2. Structural Inability to Benchmark QCE (Tier 3)
Even when a user attempts to enable hardware acceleration via custom builds, the current target configuration masks the results:
Kernel Priority Inversion: The kernel hardcodes sha256-ce (ARMv8 instructions) at Priority 200 and sha256-qce (QCE Silicon) at Priority 175. Because 200 > 175, the kernel will always default to the synchronous, CPU-bound CE provider. This makes it impossible to measure the asynchronous DMA benefits of the QCE in a standard environment.
Missing Userspace Bridge: The qualcommax default profile omits kmod-crypto-afalg and kmod-crypto-user. Furthermore, the libopenssl package in the official feeds is built without the necessary engine support required to interface with the QCE via the AF_ALG or devcrypto APIs.
Application Linkage: Binaries such as transmission-daemon are linked against libraries (e.g., mbedtls) that lack the plumbing to reach the QCE silicon, even if the drivers were present and prioritized.
3. Large-Block I/O vs. Small-Packet Latency
The argument that "CPU codecs are always advantageous" typically stems from small-packet overhead (IPsec/OpenVPN). This does not apply to Large-Block Synchronous I/O (16KB to 1MB blocks) typical of Torrent piece-hashing or dm-crypt.

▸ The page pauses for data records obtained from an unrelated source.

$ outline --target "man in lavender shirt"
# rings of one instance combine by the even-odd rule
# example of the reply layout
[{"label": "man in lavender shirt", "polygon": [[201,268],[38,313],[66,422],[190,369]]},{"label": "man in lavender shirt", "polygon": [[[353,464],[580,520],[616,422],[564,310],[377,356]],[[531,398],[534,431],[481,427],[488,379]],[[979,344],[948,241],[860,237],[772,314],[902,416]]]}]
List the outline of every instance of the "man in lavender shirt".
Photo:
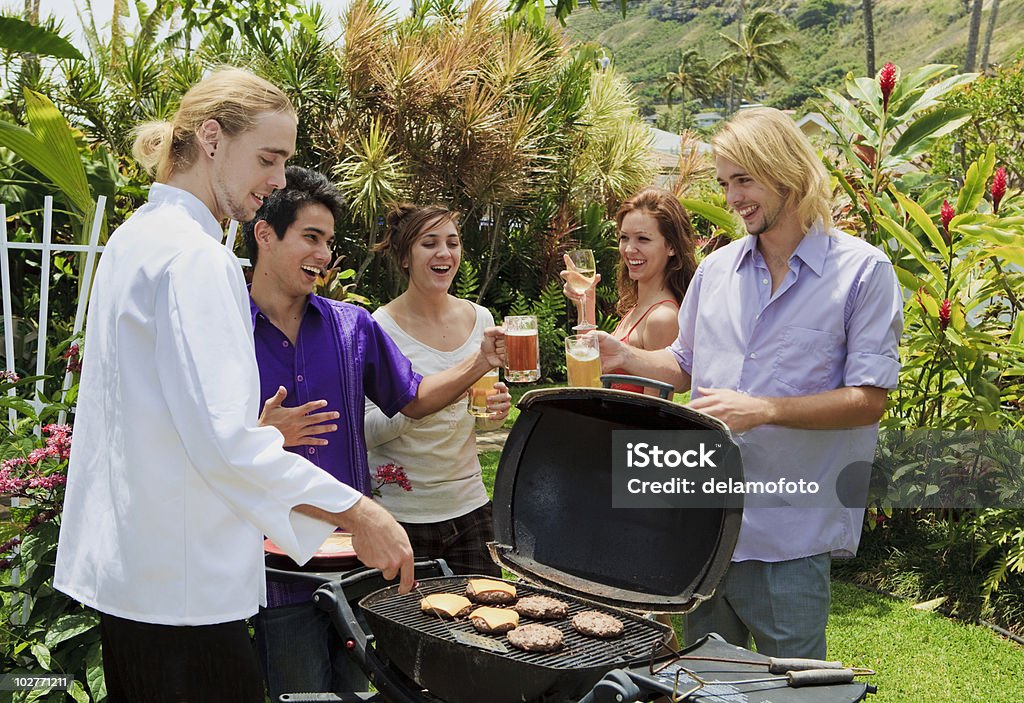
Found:
[{"label": "man in lavender shirt", "polygon": [[862,507],[821,496],[851,475],[866,490],[899,374],[902,297],[888,258],[831,226],[827,173],[792,119],[744,110],[711,143],[748,236],[701,262],[671,347],[598,333],[601,360],[691,389],[690,407],[732,430],[747,481],[821,486],[755,507],[748,498],[732,566],[687,618],[689,642],[718,632],[740,646],[753,637],[769,656],[821,658],[831,558],[856,553],[863,519]]},{"label": "man in lavender shirt", "polygon": [[[312,295],[330,265],[341,196],[315,171],[292,166],[285,175],[287,185],[243,229],[254,267],[249,295],[265,401],[260,423],[277,427],[290,451],[370,495],[364,397],[389,417],[424,417],[502,365],[504,342],[499,328],[488,328],[474,357],[421,377],[368,312]],[[510,400],[498,394],[493,407]],[[267,584],[268,607],[255,628],[273,701],[287,692],[366,688],[330,619],[313,605],[313,590]]]}]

A53 CE (Tier 2): Hits ~500 MB/s but pins the core at 100%, starving networking interrupts.
QCE Silicon (Tier 3): Capable of GB/s throughput with <10% CPU utility via BAM DMA, provided the priority and userspace bridge are functional.
4. Proposed Changes for a "Level Playing Field"
To allow for the rigorous testing you’ve requested, the following baseline changes are needed for the qualcommax target:
Shift Driver Priority: Patch drivers/crypto/qce/ to set QCE algorithm priorities to 300 so that silicon offloading outranks CPU-bound instructions.
Standardize Bridge: Include kmod-crypto-afalg and engine-enabled libopenssl in the qualcommax profile.
Until these barriers are removed, we are forced to use the CPU for heavy crypto
Disclaimer: I'm not in the decisive path, just trying to help you.
The source is at your fingertips, you can patch it locally and post the patches alongside your configs and performance comparisons.
Keep in mind, doing nothing and keeping everything as-is is the easiest option for anyone involved. If you are lobbying for change, you should make it easy for anyone to reproduce your findings and quantify the performance improvements.
Sure, you can also hope that just raising the topic will motivate someone else to pick this up... Chances for success may vary, I wouldn't hold my breath.
Just a word of advice, ai usage might not be that convincing to make others spend their time on a topic, rather than dismissing it as unproven theories.
I know, and I appreciate it. And I'm sorry for the formal tone of the smart typewriter, it just makes life so much easier when it comes to put a complex structure into writing fast.
My intention is not to pin the work on somebody else's back, but I'm not confident that I could carry the job to completion by myself either, I'm merely pointing out to my findings and current limitations and constrains in the build.
My best results with the build I managed to put together were: # openssl speed -evp aes-256-cbc
Interesting. I have a build setup, complete novice so... If there are instructions to test, i have a Linksys MR7350 IPQ6018 and a Linksys MR5500 IPQ5018 I can test out. Looking thru I am not sure how to properly patch and test at this time.
I can re look at this is weekend to see if i can get the build system re set up on my sysvinit system. (went non systemd)
Update: Compiled 25.12.snapshot today on my Devuan system - up and running build system.